Benefits and Downsides of Arbitration
You will have seen some of the benefits and downsides of arbitration as we have gone through the procedures. These can be summarised as:
- Arbitration should be quick, much quicker than going through the Courts.
- The parties have some flexibility about who the arbitrator is and what the timetable should be.
- Arbitration should give you an expert decision, rather than a decision made by a judge who is an expert in law rather than property or valuation.
- Arbitration is confidential, which may or may not be an advantage!
- An arbitrators’ award is final to all intents and purposes so you should have a final decision, quickly.

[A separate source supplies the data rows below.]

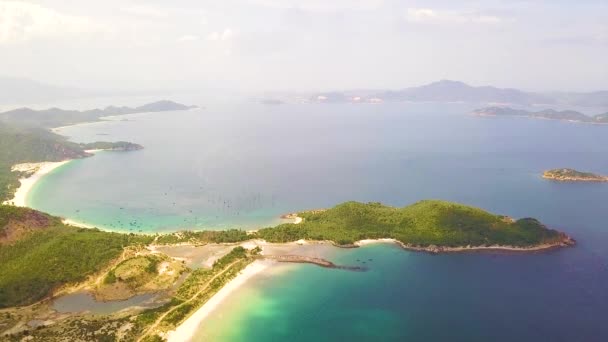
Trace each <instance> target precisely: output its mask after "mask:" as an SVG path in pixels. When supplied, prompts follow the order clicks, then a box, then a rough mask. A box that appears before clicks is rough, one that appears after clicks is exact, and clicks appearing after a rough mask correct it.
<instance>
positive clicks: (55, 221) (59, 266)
mask: <svg viewBox="0 0 608 342" xmlns="http://www.w3.org/2000/svg"><path fill="white" fill-rule="evenodd" d="M31 212H34V211H33V210H31V209H26V208H15V207H10V206H0V218H2V219H3V220H4V221H5V222H8V220H11V219H13V220H14V219H19V217H23V216H25V215H27V214H28V213H31ZM9 214H10V215H11V216H10V218H9V219H7V217H9ZM151 239H152V238H151V237H147V236H138V235H126V234H118V233H108V232H102V231H99V230H97V229H83V228H75V227H68V226H64V225H62V224H61V223H60V222H59V220H58V219H57V218H53V219H52V220H50V221H49V225H48V226H47V227H44V228H42V229H38V230H34V231H31V232H28V233H26V235H25V236H24V237H22V238H21V239H19V240H18V241H16V242H13V243H12V244H3V245H0V307H10V306H18V305H26V304H30V303H33V302H35V301H37V300H40V299H41V298H43V297H45V296H47V295H48V294H49V293H50V292H51V291H52V290H53V289H55V288H57V287H59V286H61V285H64V284H67V283H74V282H78V281H82V280H84V279H86V277H87V276H88V275H90V274H93V273H95V272H97V271H99V270H101V269H102V268H103V267H105V266H106V265H107V264H108V263H109V262H110V261H111V260H112V259H114V258H116V257H118V256H119V255H120V253H122V250H123V248H124V247H125V246H128V245H133V244H138V243H149V242H151Z"/></svg>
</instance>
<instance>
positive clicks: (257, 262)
mask: <svg viewBox="0 0 608 342" xmlns="http://www.w3.org/2000/svg"><path fill="white" fill-rule="evenodd" d="M268 267H270V263H269V262H267V261H266V262H265V261H259V260H256V261H254V262H253V263H251V264H250V265H248V266H247V267H245V269H243V270H242V271H241V272H240V273H239V275H238V276H237V277H236V278H234V279H233V280H231V281H230V282H228V284H226V285H225V286H224V287H222V288H221V289H220V290H219V291H218V292H217V293H216V294H215V295H213V297H211V299H209V301H207V302H206V303H205V304H204V305H203V306H202V307H201V308H200V309H198V310H197V311H196V312H195V313H194V314H192V316H190V317H188V319H186V320H185V321H184V322H183V323H182V324H180V325H179V326H178V327H177V329H175V330H173V331H169V332H168V333H167V336H166V337H167V341H168V342H183V341H191V340H192V338H194V336H195V334H196V332H197V331H198V330H199V328H200V326H201V323H202V322H204V320H205V318H207V316H209V315H210V314H211V313H212V312H213V311H214V310H215V309H216V308H217V307H218V306H219V305H220V304H221V303H222V302H223V301H224V300H225V299H226V298H228V296H229V295H230V294H231V293H232V292H234V291H236V290H237V289H238V288H239V287H241V286H242V285H244V284H245V283H246V282H247V280H249V279H250V278H251V277H253V276H254V275H256V274H258V273H260V272H262V271H264V270H265V269H267V268H268Z"/></svg>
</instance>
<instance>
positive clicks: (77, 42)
mask: <svg viewBox="0 0 608 342" xmlns="http://www.w3.org/2000/svg"><path fill="white" fill-rule="evenodd" d="M606 13H608V4H607V3H606V2H604V1H596V0H586V1H579V2H577V3H576V4H574V3H571V2H567V1H542V0H540V1H532V0H530V1H523V0H522V1H501V0H489V1H464V2H459V3H458V4H455V3H453V2H449V1H438V0H435V1H425V2H422V1H391V0H359V1H342V0H340V1H331V2H328V1H317V0H309V1H291V0H288V1H278V0H229V1H223V2H221V3H203V4H200V3H199V2H198V1H188V0H180V1H174V2H172V3H171V4H167V3H164V2H161V1H147V2H144V1H121V2H118V1H116V0H110V1H105V2H103V3H91V2H87V3H86V4H84V3H73V2H70V1H66V0H44V1H0V54H1V55H2V56H3V57H2V63H1V64H0V75H1V76H6V77H18V78H28V79H32V80H35V81H39V82H43V83H47V84H53V85H63V86H73V87H79V88H85V89H120V90H124V91H129V90H131V91H133V90H176V89H178V90H187V89H205V88H207V89H226V90H232V91H245V92H265V91H266V92H272V91H329V90H350V89H362V88H363V89H402V88H407V87H413V86H419V85H423V84H427V83H431V82H434V81H438V80H442V79H449V80H457V81H462V82H465V83H467V84H470V85H474V86H483V85H492V86H495V87H500V88H517V89H522V90H526V91H540V92H549V91H594V90H605V89H608V63H607V62H606V61H605V56H606V55H607V52H608V24H607V23H606V20H605V17H606ZM578 18H584V19H585V20H577V19H578Z"/></svg>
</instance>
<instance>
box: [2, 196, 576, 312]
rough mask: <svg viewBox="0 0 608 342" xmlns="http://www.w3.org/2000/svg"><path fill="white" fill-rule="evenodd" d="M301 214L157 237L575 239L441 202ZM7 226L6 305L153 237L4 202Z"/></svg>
mask: <svg viewBox="0 0 608 342" xmlns="http://www.w3.org/2000/svg"><path fill="white" fill-rule="evenodd" d="M300 216H302V217H303V218H304V221H303V222H302V223H300V224H297V225H296V224H282V225H279V226H276V227H273V228H265V229H261V230H259V231H258V232H257V233H250V234H247V233H246V232H244V231H241V230H229V231H224V232H180V233H174V234H170V235H161V236H158V237H157V238H156V243H176V242H185V241H187V242H196V243H209V242H241V241H245V240H249V239H255V238H261V239H265V240H267V241H269V242H291V241H296V240H299V239H307V240H331V241H334V242H335V243H337V244H339V245H349V244H353V243H354V242H356V241H358V240H364V239H379V238H392V239H396V240H398V241H400V242H402V243H403V244H405V245H408V246H412V247H428V246H439V247H460V246H472V247H480V246H494V245H501V246H515V247H532V246H538V245H541V244H555V245H557V244H560V243H562V242H566V241H567V239H569V238H568V237H567V236H566V235H565V234H563V233H560V232H558V231H555V230H552V229H548V228H547V227H545V226H544V225H542V224H541V223H540V222H539V221H537V220H535V219H532V218H523V219H519V220H513V219H510V218H508V217H506V216H500V215H494V214H491V213H488V212H486V211H484V210H481V209H478V208H474V207H469V206H465V205H461V204H457V203H450V202H445V201H437V200H427V201H421V202H418V203H415V204H413V205H410V206H407V207H403V208H395V207H389V206H386V205H382V204H380V203H367V204H364V203H358V202H346V203H343V204H340V205H338V206H336V207H334V208H332V209H328V210H325V211H313V212H303V213H300ZM0 224H2V229H1V230H0V233H2V234H0V238H3V239H4V243H3V244H1V243H2V240H0V307H3V306H14V305H23V304H27V303H31V302H33V301H36V300H38V299H40V298H42V297H44V296H45V295H47V294H48V293H49V291H51V290H52V289H54V288H56V287H58V286H60V285H63V284H66V283H71V282H76V281H80V280H83V279H84V278H85V277H86V276H87V275H89V274H92V273H94V272H96V271H99V270H100V269H101V268H103V267H104V266H106V265H107V264H108V263H109V262H110V260H112V259H114V258H116V257H117V256H118V255H120V253H121V251H122V250H123V249H124V247H126V246H130V245H133V244H149V243H151V242H152V240H153V239H154V238H153V237H151V236H139V235H133V234H129V235H126V234H118V233H108V232H102V231H99V230H96V229H80V228H74V227H68V226H64V225H63V224H61V222H60V221H59V219H58V218H55V217H52V216H49V215H46V214H42V213H39V212H37V211H34V210H31V209H24V208H15V207H11V206H1V207H0ZM11 237H13V238H11ZM15 237H17V238H15ZM158 261H159V260H157V259H155V258H153V259H149V258H148V257H142V258H140V259H133V260H131V261H128V262H125V263H123V264H122V265H118V266H117V267H115V268H114V269H112V271H111V272H110V273H108V274H107V275H106V276H105V281H104V283H105V284H106V285H112V284H118V283H124V285H125V286H128V287H129V288H131V290H133V291H137V289H138V288H140V287H141V286H143V285H144V283H149V281H150V280H151V279H152V278H153V277H144V276H141V275H149V274H156V273H155V272H156V271H155V270H156V267H157V265H158ZM130 263H135V264H137V265H139V264H141V265H140V266H141V267H139V266H137V265H135V264H134V265H135V266H137V267H126V268H125V267H123V266H125V265H127V264H129V265H130ZM131 266H133V265H131ZM123 268H124V269H123ZM134 269H137V270H138V272H139V273H138V274H140V273H141V274H140V275H139V276H137V277H131V276H130V275H129V274H128V272H126V271H125V270H129V272H131V271H132V270H134ZM118 278H120V279H118ZM131 278H133V279H136V280H137V281H140V280H141V283H136V282H135V280H133V279H131ZM142 279H143V280H142Z"/></svg>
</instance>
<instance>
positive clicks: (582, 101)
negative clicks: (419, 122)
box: [307, 80, 608, 107]
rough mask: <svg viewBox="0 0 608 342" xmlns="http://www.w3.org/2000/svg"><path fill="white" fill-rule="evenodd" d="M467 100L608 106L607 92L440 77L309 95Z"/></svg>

- Arbitration can be expensive and you may end up having to pay all of the arbitrators’ fees if the other side defaults.
- The arbitrator has a lot of leeway so even if you make good offers to settle on costs you may not get the benefit.
- It tends to be much easier for landlords to get hold of market evidence in rent reviews than tenants.
- If the decision is a bad one there isn’t much that the parties can do about it!
What are the financial costs involved in taking the arbitration route?
Arbitrations can be expensive. Arbitrators fees alone can be charged at several hundred pounds an hour plus VAT. An arbitration, if it goes all the way to an award, would normally cost several thousand pounds or more. The parties will also have their own representatives’ costs to pay.
Surveyors and solicitors are not allowed to charge a percentage of the rent increase (or decrease), and they are also not allowed to act on any kind of ‘no win no fee’ agreement in rent review arbitrations.
On the other hand, you have to consider the costs and benefits of arbitration. A rent increase of £20,000 a year over five years, for example, is £100,000. (Plus the increase in business rates that will follow). If you spent £20,000 on fees to prevent the increase, you would still be £80,000 or more better off over five years.
It is highly recommended that you use professional advisors (surveyors and/or solicitors, as appropriate) to represent you in any arbitration.
DISCLAIMER This information is meant as a starting point only. While all reasonable efforts have been made, the publisher makes no warranties that the information is accurate and up-to-date and will not be responsible for any errors or omissions in the information nor any consequences of any errors or omissions. Professional advice should be sought where appropriate.